Jakarta, Gatra.com - Tak banyak yang tahu, mendiang Paulus Arswendo Atmowiloto, seniman sekaligus jurnalis senior merupakan pencipta komik. Awalnya, Arswendo kerap kali menggubah sebuah cerita untuk digambarkan oleh komikus seperti Ganes TH, Jan Mintaraga, Wid NS dan lainnya di Majalah Hai, saat ia menjadi pemimpin redaksi media tersebut.
Arswendo memang membuka ruang yang cukup besar untuk komik di Majalah Hai. Tak hanya di media itu, pria kelahiran Surakarta tersebut juga menerbitkan seri tulisan jurnalistik cum esai bertajuk "Komik Itu Baik" di Harian Kompas pada 10 Agustus 1979.
Tulisan yang berlanjut hingga 1981 itu bahkan mengilhami pameran komik dan seminar pertama di Yogyakarta pada 1981 yang diinisasikan oleh sastrawan sekaligus rekan dekatnya, Seno Gumira Adjidarma.
Seno mengisahkan, Arswendo memulai karya dari hal-hal yang disepelekan banyak orang. Arswendo bahkan pernah menulis soal Srimulat sebelum akhirnya memunculkan komik.
Namun menurut Seno, saat ia memunculkan seri komik, justru menjadi angin segar untuk masyarakat di tengah tayangan media yang membosankan era Orde Baru. Saat itu, kata Seno, tayangan media sering menampilkan aktivitas pejabat pemerintah saja.
Satu hal yang disayangkan, komik kerap kali mendapat stigma buruk dari masyarakat. Seno menjelaskan, beberapa pendidik juga tak menganjurkan komik untuk dibaca anak-anak.
"Komik itu seni kelas dua. Hari-hari itu saya juga sebagai pembaca komik, melepaskan komik karena 'racun-racun' kebudayaan itu," kata Seno saat pembukaan pameran 'Komik Itu Baik' di kawasan Kemang, Jakarta Selatan, Sabtu (28/9).
'Racun' itu akhirnya bisa lepas dari Seno setelah ia membaca komik karya Arswendo. Ia mengaku, Arswendo mampu menarasikan komik dengan baik.
"Memang tidak sempurna sebagai ilustrator, tapi penyampaiannya kuat, makanya tembus. Kata Arswendo, komik itu bukan kesempurnaan gambar, tapi yang penting narasinya," kenang Seno.

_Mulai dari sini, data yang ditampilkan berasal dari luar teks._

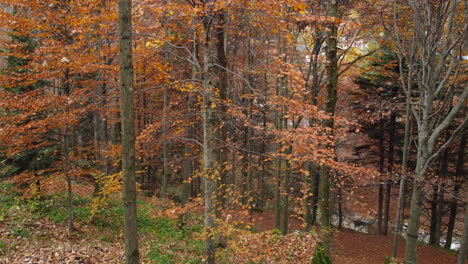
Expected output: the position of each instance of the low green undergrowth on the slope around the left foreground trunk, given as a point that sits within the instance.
(167, 240)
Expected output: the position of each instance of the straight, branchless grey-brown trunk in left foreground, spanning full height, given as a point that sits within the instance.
(132, 254)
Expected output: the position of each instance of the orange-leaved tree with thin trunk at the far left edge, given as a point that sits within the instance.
(41, 50)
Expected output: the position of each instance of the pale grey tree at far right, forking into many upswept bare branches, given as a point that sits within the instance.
(431, 50)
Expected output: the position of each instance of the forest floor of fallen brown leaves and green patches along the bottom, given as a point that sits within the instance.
(35, 231)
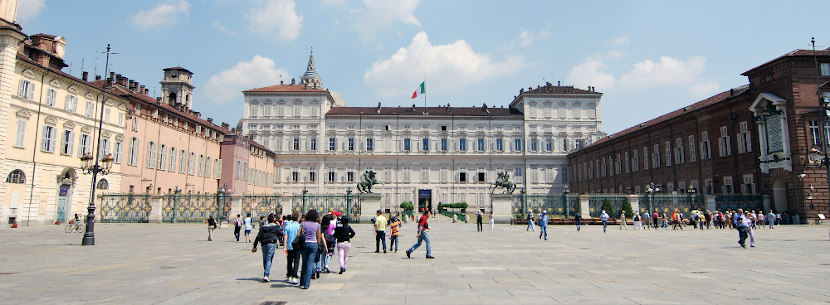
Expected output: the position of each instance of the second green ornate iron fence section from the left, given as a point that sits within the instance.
(189, 207)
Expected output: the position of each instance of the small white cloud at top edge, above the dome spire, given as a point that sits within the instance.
(276, 16)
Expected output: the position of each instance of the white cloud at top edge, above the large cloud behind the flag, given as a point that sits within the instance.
(380, 15)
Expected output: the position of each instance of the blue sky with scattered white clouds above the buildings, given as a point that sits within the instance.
(646, 57)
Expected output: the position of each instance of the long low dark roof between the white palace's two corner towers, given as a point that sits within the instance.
(419, 111)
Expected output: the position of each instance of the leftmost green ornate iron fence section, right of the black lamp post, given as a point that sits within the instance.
(125, 207)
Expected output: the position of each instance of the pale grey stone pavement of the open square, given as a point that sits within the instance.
(175, 264)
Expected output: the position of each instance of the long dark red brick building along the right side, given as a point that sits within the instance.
(754, 139)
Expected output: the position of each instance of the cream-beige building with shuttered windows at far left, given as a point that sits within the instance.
(49, 120)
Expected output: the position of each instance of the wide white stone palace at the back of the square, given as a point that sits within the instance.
(423, 155)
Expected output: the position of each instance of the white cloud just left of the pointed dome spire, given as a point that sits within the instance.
(258, 72)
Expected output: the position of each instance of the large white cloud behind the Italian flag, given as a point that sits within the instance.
(448, 67)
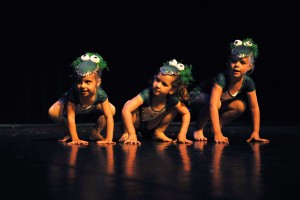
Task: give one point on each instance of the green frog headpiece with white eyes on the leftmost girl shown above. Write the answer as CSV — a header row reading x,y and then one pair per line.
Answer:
x,y
88,64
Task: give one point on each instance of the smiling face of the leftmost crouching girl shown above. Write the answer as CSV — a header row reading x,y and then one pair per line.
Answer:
x,y
87,85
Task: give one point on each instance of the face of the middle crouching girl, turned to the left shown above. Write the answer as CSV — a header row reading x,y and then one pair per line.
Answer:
x,y
162,84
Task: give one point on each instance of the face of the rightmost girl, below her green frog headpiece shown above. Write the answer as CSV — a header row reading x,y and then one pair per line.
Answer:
x,y
240,66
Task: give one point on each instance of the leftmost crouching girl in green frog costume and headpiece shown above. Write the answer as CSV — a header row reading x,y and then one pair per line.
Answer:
x,y
83,97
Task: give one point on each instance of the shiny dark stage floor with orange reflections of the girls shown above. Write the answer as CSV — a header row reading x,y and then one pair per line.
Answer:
x,y
36,166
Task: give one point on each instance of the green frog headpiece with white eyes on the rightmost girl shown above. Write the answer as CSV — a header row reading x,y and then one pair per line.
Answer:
x,y
244,48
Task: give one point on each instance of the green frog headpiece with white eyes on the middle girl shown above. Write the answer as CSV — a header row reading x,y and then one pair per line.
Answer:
x,y
174,68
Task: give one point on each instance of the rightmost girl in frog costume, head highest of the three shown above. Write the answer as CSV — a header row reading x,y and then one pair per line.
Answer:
x,y
221,98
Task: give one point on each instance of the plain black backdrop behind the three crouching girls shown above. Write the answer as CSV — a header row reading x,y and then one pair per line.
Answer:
x,y
40,40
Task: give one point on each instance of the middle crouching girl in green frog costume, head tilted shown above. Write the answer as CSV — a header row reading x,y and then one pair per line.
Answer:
x,y
154,108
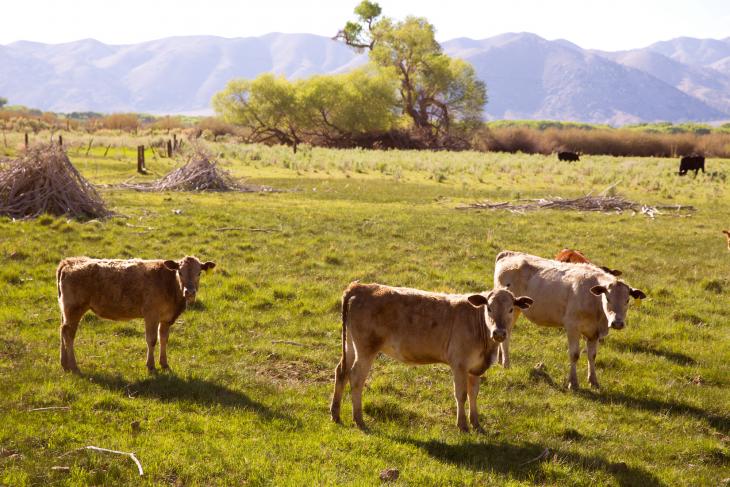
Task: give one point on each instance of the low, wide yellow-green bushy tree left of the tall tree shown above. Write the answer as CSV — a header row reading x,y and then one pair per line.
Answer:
x,y
333,109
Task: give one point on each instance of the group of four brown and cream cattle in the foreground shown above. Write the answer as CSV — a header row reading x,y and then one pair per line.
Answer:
x,y
468,332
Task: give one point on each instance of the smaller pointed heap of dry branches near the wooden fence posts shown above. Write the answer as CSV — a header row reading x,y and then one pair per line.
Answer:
x,y
200,173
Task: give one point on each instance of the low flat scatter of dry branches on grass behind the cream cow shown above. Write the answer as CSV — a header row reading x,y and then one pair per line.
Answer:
x,y
604,204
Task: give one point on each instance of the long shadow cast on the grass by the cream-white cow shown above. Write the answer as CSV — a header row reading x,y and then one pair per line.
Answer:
x,y
720,423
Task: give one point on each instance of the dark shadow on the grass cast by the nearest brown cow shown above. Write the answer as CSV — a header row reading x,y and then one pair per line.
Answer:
x,y
509,459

Di sisi lain, Arswendo juga memperjuangkan hak komikus. Namun, sebagai pribadi yang berlaku adil, Arswendo juga tak sungkan mengkritik karya yang mengandung kekerasan.
"Saya bersyukur kena racunnya. Makanya saya meniru, menulis tentang komik. Walaupun gak idealis banget," kata Seno.
Senada dengan Seno, penulis skenario Salman Aristo menjelaskan, Arswendo menjadikan komik sebagai alat perlawanannya. Saat rezim Orde Baru, di mana institusi pendidikan, khususnya pemerintah masih jadi penentu moral, Arswendo tak takut menyebut komik itu baik.
"Mas Wendo itu sangat mementingkan konteks dan kemerdekaan cerita, memberikan kontribusinya kepada masyarakat. Ketika komik dianggap barang yang distigma, ya dia melawan. Komik dari 1979, sampai sekarang juga dibilang jelek," ujar Salman.
Secara luas, Salman mengatakan, bentuk perlawanan dari Arswendo tak hanya dituangkan melalui komik, namun juga media lain seperti film dan tulisan. Karya-karya Arswendo juga masih relevan hingga hari ini, salah satunya film Keluarga Cemara.
"Karena Mas Wendo tahu, istilahnya tuh, skrip yang ada di publik, narasi besar yang ada di masyarakat. Itu kelebihan seorang Arswendo, sehingga dia bisa segitu produktifnya," tandasnya.